Even if you get another instance next time around, that can only mean that the lock was uncontested anyway, so it does not matter.

But I still would not do this.

How about using a ConcurrentHashMap to get named locks ?

When you call str.intern() you indeed get access to the internal instance of string, ie if this sting already in cache you get reference to this instance.

When you say:

String s = .... /* anything */

you create variable that contains yet another reference to the same string. Therefore when you say

s = null; 

you just put null to that reference. It does not affect the object itself. So, it will be removed by GC if GC decides to remove it. You still can use the source object (that one that was written right to the assignment operator) for synchronization. Surely synchronized(id.intern()) looks OK. Although I have no idea why do you want to do this.

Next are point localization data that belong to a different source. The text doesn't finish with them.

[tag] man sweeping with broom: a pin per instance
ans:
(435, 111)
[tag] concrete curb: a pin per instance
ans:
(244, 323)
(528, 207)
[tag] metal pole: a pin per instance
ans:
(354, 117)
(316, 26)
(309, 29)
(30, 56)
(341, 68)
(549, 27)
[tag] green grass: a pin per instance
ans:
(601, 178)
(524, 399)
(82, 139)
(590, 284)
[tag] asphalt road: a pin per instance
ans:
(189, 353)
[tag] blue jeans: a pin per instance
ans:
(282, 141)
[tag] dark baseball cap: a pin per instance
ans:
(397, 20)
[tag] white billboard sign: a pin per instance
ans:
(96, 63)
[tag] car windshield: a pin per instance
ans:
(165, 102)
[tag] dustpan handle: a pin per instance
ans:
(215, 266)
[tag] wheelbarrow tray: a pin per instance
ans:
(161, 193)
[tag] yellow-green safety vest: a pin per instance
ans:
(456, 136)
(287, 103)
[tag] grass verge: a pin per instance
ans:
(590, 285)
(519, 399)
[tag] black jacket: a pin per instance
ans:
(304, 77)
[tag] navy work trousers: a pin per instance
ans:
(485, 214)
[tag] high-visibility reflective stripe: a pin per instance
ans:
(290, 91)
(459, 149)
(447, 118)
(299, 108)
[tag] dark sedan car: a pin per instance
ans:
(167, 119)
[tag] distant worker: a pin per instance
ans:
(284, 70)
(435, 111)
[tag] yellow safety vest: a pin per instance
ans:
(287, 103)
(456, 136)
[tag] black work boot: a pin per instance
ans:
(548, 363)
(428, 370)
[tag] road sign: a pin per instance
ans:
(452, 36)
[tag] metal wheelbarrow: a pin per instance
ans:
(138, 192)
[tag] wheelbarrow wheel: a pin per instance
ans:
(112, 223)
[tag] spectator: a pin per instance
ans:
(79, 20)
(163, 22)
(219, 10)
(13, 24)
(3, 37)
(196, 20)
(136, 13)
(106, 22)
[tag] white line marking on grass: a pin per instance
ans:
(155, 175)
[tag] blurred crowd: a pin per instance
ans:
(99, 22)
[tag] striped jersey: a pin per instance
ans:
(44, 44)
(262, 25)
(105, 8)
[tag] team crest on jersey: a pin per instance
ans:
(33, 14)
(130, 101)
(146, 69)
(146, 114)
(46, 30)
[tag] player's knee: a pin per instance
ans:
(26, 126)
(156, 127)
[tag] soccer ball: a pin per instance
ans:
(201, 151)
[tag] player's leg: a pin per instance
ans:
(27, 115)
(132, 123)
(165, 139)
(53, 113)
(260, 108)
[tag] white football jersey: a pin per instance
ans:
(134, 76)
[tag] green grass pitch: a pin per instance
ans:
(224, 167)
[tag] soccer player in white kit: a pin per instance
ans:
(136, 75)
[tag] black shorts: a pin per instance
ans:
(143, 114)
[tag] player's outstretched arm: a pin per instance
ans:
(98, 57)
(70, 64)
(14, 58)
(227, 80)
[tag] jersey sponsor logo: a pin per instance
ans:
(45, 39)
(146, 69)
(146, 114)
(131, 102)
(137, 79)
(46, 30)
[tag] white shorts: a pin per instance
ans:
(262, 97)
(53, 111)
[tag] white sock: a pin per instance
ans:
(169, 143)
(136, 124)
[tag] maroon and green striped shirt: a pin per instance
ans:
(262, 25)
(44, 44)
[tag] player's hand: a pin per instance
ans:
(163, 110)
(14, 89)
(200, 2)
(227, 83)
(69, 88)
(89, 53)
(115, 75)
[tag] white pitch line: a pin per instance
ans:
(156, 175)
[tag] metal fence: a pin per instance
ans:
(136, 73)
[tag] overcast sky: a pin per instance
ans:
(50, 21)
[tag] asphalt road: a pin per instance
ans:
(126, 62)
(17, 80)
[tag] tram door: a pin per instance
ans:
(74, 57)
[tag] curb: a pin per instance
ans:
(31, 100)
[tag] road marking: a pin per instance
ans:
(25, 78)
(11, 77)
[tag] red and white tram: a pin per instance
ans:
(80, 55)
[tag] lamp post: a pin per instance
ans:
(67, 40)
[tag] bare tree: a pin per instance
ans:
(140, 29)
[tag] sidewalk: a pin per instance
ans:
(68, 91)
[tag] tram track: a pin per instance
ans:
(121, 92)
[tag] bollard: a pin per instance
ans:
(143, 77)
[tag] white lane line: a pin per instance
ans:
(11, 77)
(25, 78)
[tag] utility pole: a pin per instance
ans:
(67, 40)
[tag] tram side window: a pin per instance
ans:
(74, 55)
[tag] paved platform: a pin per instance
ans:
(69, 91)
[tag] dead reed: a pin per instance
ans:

BTW re-using objects that have functional meaning in your program for synchronization is a very bad pattern. Think about the following scenario. You are using id.intern() for syncghronization. This means that if you ID is for example foo and somebody in other part of the program says

String s = 'foo'

he gets access to the same object because string literals are cached. Now if in other part of the program the following code is written:

String s = 'foo';
.....
synchronized(s) {
    s.notify();
}

and in you wrote in your part of the code

synchronized(id.intern()) {
    id.wait();
}

probably your wait() will exit! Such unexpected behavior of the program is very hard to debug. Therefore better practice is to use special objects for locks.